Nvidia’s AI suite of products is generating so much profit that net income is predicted to increase more than fivefold from the previous year to $13.9 billion.

The stock is up 91% this year, after more than tripling in 2023.

According to Dan Niles, founder of Niles Investment Management, Nvidia’s position in the AI boom is comparable to the “internet buildout” of the 1990s, when Cisco played a major role. According to Niles, Cisco saw many severe pullbacks during a three-year period before increasing by 4,000% to its high in 2000. Nvidia will go through similar cycles, he added.

“We’re still really early in the AI build,” Niles said on CNBC’s “Money Matters” on Monday. “I think the revenue will go up three to four times from current levels over the next three to four years, and I think the stock goes with it.”

Bernstein estimates that Google, Amazon, Microsoft, Meta, and Apple will spend $200 billion in capital expenditures this year, with Nvidia chips accounting for a significant chunk of the total.


In addition, OpenAI’s latest chatbot, GPT-4o, is powered by Nvidia technology. Meta revealed plans in March to purchase and build computers including 350,000 Nvidia GPUs, costing billions of dollars, and CEO Mark Zuckerberg even swapped coats with Huang and posed for a photo with the Nvidia CEO.

“If you look at today for the AI build out, who’s really driving that?” Niles said. “It’s the most profitable companies on the planet — it’s Microsoft, it’s Google, it’s Meta, and they’re driving this.”

Prior to the recent AI boom, Nvidia was known as the leading manufacturer of chips for 3D gaming. About a year ago, the chipmaker provided investors their first indication that the company will see unprecedented growth, suggesting to Wall Street that it would produce approximately 50% more in sales than analysts projected in the July 2023 quarter.

Growth rates have since accelerated.

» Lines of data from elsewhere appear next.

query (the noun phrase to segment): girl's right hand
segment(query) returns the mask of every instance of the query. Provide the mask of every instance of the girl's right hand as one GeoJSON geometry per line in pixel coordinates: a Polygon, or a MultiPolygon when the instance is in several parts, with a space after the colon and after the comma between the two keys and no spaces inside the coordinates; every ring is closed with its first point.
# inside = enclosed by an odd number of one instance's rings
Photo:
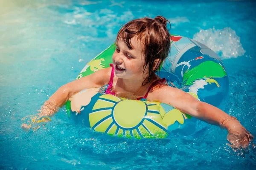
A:
{"type": "Polygon", "coordinates": [[[245,149],[253,141],[253,136],[244,127],[239,124],[233,125],[233,128],[228,129],[227,139],[232,144],[228,144],[233,148],[245,149]]]}
{"type": "Polygon", "coordinates": [[[21,125],[21,128],[26,131],[31,128],[33,130],[38,129],[40,128],[39,125],[41,125],[41,123],[47,123],[51,120],[48,116],[53,114],[58,108],[53,103],[46,102],[41,107],[41,109],[38,110],[39,113],[37,115],[30,115],[22,118],[21,120],[26,121],[27,123],[21,125]]]}

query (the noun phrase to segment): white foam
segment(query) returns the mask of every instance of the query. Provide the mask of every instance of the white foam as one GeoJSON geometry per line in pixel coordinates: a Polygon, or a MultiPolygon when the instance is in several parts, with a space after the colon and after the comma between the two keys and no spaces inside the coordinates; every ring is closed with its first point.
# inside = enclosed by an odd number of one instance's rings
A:
{"type": "Polygon", "coordinates": [[[211,48],[221,59],[236,58],[245,53],[240,42],[240,37],[230,28],[201,30],[194,35],[193,39],[211,48]]]}
{"type": "Polygon", "coordinates": [[[175,18],[169,18],[168,20],[172,25],[174,24],[176,25],[178,25],[180,23],[188,23],[189,22],[189,19],[186,17],[177,17],[175,18]]]}
{"type": "Polygon", "coordinates": [[[83,6],[86,6],[88,5],[92,5],[92,4],[97,4],[98,3],[102,3],[102,1],[90,1],[89,0],[84,0],[82,3],[80,3],[80,5],[83,6]]]}

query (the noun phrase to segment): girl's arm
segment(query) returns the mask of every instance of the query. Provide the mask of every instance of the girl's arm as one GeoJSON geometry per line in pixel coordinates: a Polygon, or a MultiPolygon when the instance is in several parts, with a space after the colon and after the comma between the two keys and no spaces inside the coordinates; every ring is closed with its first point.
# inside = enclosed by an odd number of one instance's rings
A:
{"type": "Polygon", "coordinates": [[[61,87],[42,106],[39,115],[50,115],[58,111],[68,99],[83,90],[102,87],[108,82],[111,68],[100,70],[94,73],[70,82],[61,87]]]}
{"type": "Polygon", "coordinates": [[[227,129],[228,131],[227,139],[233,144],[232,147],[246,147],[253,138],[235,117],[215,106],[198,101],[181,90],[163,86],[152,93],[154,98],[160,102],[169,105],[208,123],[227,129]]]}

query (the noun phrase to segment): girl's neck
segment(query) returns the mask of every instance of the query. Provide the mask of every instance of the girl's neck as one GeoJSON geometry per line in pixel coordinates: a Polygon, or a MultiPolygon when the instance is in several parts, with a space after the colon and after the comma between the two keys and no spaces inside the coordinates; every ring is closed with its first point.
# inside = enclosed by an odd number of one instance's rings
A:
{"type": "MultiPolygon", "coordinates": [[[[156,77],[156,79],[157,79],[156,77]]],[[[148,82],[145,85],[143,85],[144,80],[145,79],[143,78],[135,79],[117,78],[116,86],[130,94],[139,96],[144,95],[151,84],[151,82],[148,82]]]]}

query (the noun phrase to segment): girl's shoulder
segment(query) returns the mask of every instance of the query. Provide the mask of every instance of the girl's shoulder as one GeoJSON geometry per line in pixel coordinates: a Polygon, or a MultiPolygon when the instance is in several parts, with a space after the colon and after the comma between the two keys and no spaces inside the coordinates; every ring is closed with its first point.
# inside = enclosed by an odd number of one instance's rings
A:
{"type": "Polygon", "coordinates": [[[170,94],[176,93],[178,89],[169,86],[164,82],[154,85],[148,93],[148,100],[159,101],[170,94]]]}

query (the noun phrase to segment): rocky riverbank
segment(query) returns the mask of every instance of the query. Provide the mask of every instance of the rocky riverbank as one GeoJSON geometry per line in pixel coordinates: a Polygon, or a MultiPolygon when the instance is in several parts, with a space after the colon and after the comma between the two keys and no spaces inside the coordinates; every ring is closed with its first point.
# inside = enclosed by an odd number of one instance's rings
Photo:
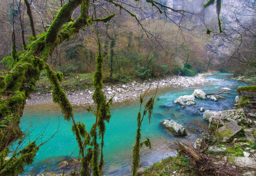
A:
{"type": "MultiPolygon", "coordinates": [[[[113,97],[113,101],[122,102],[125,101],[135,100],[139,98],[150,86],[149,90],[158,88],[178,88],[190,87],[197,85],[203,85],[210,81],[205,77],[210,73],[199,74],[195,77],[171,77],[161,79],[158,81],[147,81],[139,83],[132,81],[127,84],[117,84],[112,86],[106,86],[104,88],[107,99],[113,97]]],[[[93,88],[82,90],[66,91],[66,95],[73,105],[93,105],[92,95],[93,88]]],[[[28,99],[26,104],[42,104],[53,102],[51,93],[35,92],[31,95],[30,99],[28,99]]]]}

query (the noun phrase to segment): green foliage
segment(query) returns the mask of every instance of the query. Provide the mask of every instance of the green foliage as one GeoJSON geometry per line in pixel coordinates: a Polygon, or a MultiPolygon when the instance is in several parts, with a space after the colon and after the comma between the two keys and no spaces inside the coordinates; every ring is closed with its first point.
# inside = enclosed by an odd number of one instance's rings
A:
{"type": "Polygon", "coordinates": [[[189,63],[185,63],[183,68],[181,69],[179,72],[181,76],[194,77],[196,75],[196,70],[192,68],[192,66],[189,63]]]}
{"type": "Polygon", "coordinates": [[[0,175],[12,176],[21,175],[24,172],[24,166],[31,164],[34,157],[39,149],[35,141],[30,142],[28,146],[14,153],[8,158],[10,150],[6,148],[0,153],[0,175]]]}
{"type": "Polygon", "coordinates": [[[206,3],[203,5],[203,7],[205,8],[210,5],[212,5],[214,3],[215,0],[209,0],[206,3]]]}
{"type": "MultiPolygon", "coordinates": [[[[149,139],[147,138],[143,142],[140,143],[140,139],[141,139],[141,125],[143,123],[143,121],[144,119],[144,117],[147,115],[147,113],[148,113],[148,119],[150,124],[150,120],[152,118],[152,114],[153,113],[154,109],[154,99],[155,97],[149,98],[149,99],[146,102],[145,105],[144,106],[144,110],[143,115],[141,114],[141,107],[144,101],[144,96],[140,95],[140,111],[138,113],[137,115],[137,131],[136,131],[136,141],[135,144],[133,148],[133,160],[132,160],[132,175],[135,176],[137,173],[137,170],[139,167],[140,164],[140,148],[143,146],[143,144],[145,144],[147,147],[151,149],[151,143],[149,139]]],[[[156,95],[155,95],[156,96],[156,95]]]]}
{"type": "Polygon", "coordinates": [[[9,69],[12,68],[16,63],[15,59],[13,59],[12,57],[10,56],[6,57],[1,61],[1,62],[3,63],[6,63],[6,65],[9,69]]]}
{"type": "Polygon", "coordinates": [[[0,119],[0,128],[3,127],[8,127],[10,125],[11,121],[13,119],[13,116],[10,115],[8,116],[4,117],[3,119],[0,119]]]}
{"type": "Polygon", "coordinates": [[[210,30],[210,29],[207,29],[206,30],[206,34],[210,35],[210,32],[212,32],[212,30],[210,30]]]}

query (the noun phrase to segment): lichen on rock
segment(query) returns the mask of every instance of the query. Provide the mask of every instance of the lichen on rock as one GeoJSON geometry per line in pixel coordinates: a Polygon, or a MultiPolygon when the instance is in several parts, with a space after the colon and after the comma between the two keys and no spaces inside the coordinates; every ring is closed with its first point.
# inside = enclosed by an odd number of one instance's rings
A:
{"type": "Polygon", "coordinates": [[[188,135],[184,127],[182,125],[177,124],[173,120],[171,119],[164,120],[161,124],[163,125],[165,127],[166,127],[169,130],[169,131],[174,135],[177,136],[188,135]]]}

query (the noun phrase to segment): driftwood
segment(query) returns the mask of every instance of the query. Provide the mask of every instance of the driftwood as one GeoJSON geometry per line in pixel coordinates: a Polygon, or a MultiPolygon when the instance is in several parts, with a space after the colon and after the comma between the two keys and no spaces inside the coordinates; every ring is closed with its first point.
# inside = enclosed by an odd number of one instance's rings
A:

However, beginning in the second quarter, expansion is likely to decrease, with analysts forecasting considerable deceleration in each of the next three months.


“We just don’t know how long this investment cycle lasts and how much excess capacity will be created over that time in case this AI thing doesn’t materialize as quickly as expected,” Bernstein analysts wrote in a note earlier this month.

That is not to argue that Nvidia is at risk of losing a significant portion of the AI chip market to competitors. Piper Sandler analysts estimate it to retain at least 75% of the AI accelerator market, even while companies such as Google develop their own proprietary processors.

“We expect the percentage of hyperscaler spend dedicated to compute to increase in 2024 and 2025,” Piper Sandler analyst Harsh Kumar wrote in a note.

One worry for the business is how smoothly the transition to its next generation of AI chips, known as Blackwell, will happen. These chips are anticipated to ship later this year. Some are concerned that there will be a lull when customers avoid purchasing earlier Hopper GPUs such as the H100 in favor of Blackwell-based chips like the GH200.

“To some degree, the setup has shifted,” wrote Morgan Stanley analyst Joseph Moore in a note on Monday. “Six months ago, short-term expectations were high, but there was concern about durability. Now, following hyperscalers’ discussion of longer-term expenditure plans for AI, those longer-term views are more optimistic, but there is concern about a slowdown in front of Blackwell.”